Meso-vortex over Qinghai Lake, China
We received the following notification on Twitter from Walt Clark:
great meso-B MCV over Qinghai Lake in first light himawari 2230-630+Z. tough to get a good image loop of it tho. @CIMSS_Satellite
— Walt Clark (@waclark4) December 18, 2015
Good catch Walt, and thanks for the heads-up! Using the Location Search feature of RealEarth, we found that Qinghai Lake is located in central China, and Wikipedia told us it’s also the largest lake in China. (Qinghai Lake is slightly smaller than the Great Salt Lake in Utah) The mesoscale vortex can be seen over the lake on a Himawari-8 true-color Red/Green/Blue (RGB) image at 0400 UTC on 18 December 2015 (below).

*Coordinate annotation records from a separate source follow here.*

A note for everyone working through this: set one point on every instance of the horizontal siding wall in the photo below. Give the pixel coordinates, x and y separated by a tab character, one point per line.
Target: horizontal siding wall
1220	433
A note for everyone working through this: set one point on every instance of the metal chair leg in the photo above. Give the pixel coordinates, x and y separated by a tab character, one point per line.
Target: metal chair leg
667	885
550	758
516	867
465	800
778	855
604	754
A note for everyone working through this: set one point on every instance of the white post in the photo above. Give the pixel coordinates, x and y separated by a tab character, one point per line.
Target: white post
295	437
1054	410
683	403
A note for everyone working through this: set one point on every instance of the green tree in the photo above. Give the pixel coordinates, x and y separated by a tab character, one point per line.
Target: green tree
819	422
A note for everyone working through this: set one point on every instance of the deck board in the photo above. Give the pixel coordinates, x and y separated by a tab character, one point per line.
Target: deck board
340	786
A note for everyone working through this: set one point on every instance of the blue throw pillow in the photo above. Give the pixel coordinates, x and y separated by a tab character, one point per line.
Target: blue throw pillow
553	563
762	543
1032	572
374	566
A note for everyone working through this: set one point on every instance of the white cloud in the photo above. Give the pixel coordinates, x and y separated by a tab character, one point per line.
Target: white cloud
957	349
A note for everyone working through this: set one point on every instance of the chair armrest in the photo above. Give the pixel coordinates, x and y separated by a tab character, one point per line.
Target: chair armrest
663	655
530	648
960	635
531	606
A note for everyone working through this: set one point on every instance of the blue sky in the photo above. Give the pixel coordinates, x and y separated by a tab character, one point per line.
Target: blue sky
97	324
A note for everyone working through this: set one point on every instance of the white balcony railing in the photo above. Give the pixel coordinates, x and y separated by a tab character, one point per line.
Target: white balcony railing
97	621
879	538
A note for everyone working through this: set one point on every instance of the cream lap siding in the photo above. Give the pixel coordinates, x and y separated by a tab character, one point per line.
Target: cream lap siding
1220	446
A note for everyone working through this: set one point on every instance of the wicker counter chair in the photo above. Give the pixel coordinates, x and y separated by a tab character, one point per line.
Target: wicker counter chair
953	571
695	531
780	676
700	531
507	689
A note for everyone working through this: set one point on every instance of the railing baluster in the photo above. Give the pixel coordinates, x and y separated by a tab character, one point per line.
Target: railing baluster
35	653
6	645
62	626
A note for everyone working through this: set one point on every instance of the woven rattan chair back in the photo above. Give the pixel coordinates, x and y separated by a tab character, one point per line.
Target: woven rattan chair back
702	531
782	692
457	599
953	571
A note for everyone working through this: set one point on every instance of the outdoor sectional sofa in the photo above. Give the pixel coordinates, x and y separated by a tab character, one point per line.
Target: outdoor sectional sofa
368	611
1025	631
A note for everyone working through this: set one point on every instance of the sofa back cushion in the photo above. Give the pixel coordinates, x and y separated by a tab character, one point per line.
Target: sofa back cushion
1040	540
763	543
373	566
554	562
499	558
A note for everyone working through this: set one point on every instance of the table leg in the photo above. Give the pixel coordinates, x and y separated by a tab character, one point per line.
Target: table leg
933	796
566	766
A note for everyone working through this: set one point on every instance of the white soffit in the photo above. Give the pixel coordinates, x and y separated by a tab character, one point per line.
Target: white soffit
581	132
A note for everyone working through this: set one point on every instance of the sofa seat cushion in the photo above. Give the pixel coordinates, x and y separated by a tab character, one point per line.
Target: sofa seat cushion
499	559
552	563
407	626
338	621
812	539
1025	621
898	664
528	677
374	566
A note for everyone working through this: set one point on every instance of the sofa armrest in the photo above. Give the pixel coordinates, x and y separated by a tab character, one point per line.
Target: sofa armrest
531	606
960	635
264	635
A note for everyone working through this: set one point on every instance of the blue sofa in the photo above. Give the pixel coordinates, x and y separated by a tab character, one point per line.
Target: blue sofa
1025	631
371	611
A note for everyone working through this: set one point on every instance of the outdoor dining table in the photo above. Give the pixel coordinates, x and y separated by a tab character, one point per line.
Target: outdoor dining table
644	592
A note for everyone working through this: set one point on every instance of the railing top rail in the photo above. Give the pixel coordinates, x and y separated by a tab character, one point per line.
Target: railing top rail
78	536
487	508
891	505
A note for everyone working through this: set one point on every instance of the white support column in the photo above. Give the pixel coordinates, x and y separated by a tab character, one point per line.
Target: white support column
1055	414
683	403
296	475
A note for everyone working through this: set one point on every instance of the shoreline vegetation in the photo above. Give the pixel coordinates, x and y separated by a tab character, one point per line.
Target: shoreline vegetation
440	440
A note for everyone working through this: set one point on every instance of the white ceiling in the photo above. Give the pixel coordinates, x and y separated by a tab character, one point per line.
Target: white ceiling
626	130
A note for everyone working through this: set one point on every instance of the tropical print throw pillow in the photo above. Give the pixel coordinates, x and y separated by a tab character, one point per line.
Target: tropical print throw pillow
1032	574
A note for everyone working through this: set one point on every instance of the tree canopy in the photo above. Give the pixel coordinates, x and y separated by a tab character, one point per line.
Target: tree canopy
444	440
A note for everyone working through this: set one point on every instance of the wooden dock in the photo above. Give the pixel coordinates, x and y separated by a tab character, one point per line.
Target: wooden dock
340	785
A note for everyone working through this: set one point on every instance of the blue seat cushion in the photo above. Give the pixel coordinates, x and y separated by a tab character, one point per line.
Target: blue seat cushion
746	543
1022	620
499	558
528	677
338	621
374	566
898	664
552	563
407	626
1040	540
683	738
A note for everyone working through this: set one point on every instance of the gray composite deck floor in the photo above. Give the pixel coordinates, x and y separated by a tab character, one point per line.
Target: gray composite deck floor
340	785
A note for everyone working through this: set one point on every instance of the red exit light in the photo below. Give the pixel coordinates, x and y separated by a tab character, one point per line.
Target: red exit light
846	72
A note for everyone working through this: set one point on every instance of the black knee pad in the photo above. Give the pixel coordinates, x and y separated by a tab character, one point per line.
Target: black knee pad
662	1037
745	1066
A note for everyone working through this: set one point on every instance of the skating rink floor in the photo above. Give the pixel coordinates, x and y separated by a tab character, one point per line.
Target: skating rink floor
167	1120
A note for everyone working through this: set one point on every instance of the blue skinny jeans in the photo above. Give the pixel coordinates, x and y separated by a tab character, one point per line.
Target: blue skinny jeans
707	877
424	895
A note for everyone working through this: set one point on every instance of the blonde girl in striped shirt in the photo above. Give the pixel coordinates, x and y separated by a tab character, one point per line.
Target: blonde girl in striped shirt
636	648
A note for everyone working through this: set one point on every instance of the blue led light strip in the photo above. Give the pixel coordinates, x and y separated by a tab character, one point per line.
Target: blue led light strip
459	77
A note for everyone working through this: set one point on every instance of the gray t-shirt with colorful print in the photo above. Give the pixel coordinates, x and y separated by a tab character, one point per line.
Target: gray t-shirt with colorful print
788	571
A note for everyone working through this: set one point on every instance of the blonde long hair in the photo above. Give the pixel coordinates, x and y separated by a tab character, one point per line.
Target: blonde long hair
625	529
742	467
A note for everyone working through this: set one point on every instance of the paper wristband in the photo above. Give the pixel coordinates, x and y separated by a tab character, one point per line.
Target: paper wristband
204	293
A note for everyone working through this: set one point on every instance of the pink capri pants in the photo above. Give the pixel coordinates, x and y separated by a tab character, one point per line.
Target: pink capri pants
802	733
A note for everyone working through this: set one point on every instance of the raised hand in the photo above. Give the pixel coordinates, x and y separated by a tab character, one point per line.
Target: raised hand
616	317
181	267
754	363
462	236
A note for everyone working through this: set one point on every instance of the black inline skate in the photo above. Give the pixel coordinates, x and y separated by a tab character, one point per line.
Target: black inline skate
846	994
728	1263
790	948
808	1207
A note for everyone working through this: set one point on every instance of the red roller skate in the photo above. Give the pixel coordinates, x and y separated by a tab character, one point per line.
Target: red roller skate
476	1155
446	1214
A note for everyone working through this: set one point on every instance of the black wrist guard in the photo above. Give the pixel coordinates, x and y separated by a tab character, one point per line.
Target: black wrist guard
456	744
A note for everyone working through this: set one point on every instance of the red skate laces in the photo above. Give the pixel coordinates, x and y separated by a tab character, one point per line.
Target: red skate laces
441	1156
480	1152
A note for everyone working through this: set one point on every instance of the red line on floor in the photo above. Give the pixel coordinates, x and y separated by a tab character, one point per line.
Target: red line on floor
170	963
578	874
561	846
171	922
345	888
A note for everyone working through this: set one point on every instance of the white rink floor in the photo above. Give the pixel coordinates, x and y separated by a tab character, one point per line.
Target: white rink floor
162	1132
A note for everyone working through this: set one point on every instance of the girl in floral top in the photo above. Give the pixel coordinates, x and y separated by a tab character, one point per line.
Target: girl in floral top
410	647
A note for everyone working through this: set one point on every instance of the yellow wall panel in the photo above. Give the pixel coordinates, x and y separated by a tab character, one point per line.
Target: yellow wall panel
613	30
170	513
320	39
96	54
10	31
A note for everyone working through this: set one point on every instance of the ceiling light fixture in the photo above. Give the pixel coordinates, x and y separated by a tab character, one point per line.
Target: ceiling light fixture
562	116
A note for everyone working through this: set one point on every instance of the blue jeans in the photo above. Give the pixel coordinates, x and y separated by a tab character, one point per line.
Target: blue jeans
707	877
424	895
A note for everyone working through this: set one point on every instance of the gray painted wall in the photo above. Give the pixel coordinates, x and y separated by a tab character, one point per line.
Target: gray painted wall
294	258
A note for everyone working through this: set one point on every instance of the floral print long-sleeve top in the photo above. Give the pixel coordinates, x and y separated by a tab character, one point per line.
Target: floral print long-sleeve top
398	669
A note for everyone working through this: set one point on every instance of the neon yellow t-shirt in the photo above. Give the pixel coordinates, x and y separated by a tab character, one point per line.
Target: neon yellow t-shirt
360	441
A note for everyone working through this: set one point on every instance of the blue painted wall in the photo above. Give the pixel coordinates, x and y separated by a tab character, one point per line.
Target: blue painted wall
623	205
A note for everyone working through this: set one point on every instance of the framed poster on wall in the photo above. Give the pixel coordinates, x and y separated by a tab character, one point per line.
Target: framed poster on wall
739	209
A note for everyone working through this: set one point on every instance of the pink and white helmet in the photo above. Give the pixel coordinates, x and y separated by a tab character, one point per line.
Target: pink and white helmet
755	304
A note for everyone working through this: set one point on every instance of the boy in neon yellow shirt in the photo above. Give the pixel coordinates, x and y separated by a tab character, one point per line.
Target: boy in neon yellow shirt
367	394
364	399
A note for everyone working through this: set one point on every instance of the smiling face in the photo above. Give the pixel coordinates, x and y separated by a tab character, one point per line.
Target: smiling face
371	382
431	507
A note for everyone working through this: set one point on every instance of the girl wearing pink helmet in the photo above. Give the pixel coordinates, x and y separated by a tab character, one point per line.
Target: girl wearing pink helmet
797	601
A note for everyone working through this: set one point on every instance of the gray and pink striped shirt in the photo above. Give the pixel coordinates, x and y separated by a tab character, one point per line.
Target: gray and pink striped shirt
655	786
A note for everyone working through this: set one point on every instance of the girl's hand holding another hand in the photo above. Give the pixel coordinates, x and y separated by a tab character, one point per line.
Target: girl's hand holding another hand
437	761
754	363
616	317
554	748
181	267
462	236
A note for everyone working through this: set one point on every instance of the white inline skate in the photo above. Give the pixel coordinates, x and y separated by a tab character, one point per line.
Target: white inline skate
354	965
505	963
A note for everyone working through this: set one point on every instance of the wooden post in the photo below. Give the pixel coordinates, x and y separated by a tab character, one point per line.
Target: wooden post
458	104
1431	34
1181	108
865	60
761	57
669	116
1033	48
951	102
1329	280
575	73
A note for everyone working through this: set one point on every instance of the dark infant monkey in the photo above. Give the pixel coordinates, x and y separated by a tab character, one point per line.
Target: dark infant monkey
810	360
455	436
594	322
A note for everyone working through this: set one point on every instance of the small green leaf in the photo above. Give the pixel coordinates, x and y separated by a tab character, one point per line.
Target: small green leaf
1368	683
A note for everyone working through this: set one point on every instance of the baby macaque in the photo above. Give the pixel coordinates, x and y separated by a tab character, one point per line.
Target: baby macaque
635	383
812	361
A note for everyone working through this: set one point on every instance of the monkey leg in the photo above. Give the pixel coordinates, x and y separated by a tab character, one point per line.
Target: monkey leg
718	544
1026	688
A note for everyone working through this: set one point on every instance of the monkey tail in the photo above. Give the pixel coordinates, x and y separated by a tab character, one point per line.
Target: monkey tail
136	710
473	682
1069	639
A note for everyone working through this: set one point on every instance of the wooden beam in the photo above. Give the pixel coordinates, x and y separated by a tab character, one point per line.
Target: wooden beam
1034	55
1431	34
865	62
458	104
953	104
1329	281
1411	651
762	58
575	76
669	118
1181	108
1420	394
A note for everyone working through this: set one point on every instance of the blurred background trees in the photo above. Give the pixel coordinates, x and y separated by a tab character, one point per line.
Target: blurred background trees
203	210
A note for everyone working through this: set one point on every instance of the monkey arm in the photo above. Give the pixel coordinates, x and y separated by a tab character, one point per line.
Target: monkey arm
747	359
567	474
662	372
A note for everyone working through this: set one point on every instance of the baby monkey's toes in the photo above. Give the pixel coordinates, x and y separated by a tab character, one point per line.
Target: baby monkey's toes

Daytime Himawari-8 Visible (0.64 µm, 0.5-km resolution) images (below) showed the feature spinning cyclonically over Qinghai Lake as it slowly migrated northward. However, we’re not certain that this was a Mesoscale Convective Vortex (MCV); while there was some convection over the mountains north of the lake during the preceding nighttime hours on 17 December which exhibited cloud-top IR brightness temperatures around -40º C (color-enhanced Himawari-8 Infrared animation), it appears more likely that this might have been a convective outflow boundary from those mountain thunderstorms which became trapped within the “bowl” of high terrain that nearly surrounds the lake. A long animation which concatenates the earlier nighttime Himawari-8 Infrared (10.4 µm, 2-km resolution) and the later daytime Himawari-8 Visible (0.64 µm, 0.5-km resolution) images is shown below. It is difficult to trace the origin of the vortex feature as being from the aforementioned convective activity. The meso-vortex was also seen on a MODIS true-color RGB image from the Aqua satellite, which did an overpass of the region around 0642 UTC (below). While some small patches of ice did appear to be forming along the edges of Qinghai Lake, it remained predominantly ice-free (unlike the smaller and presumably more shallow Har Lake to the northwest, which looked to be totally ice-covered).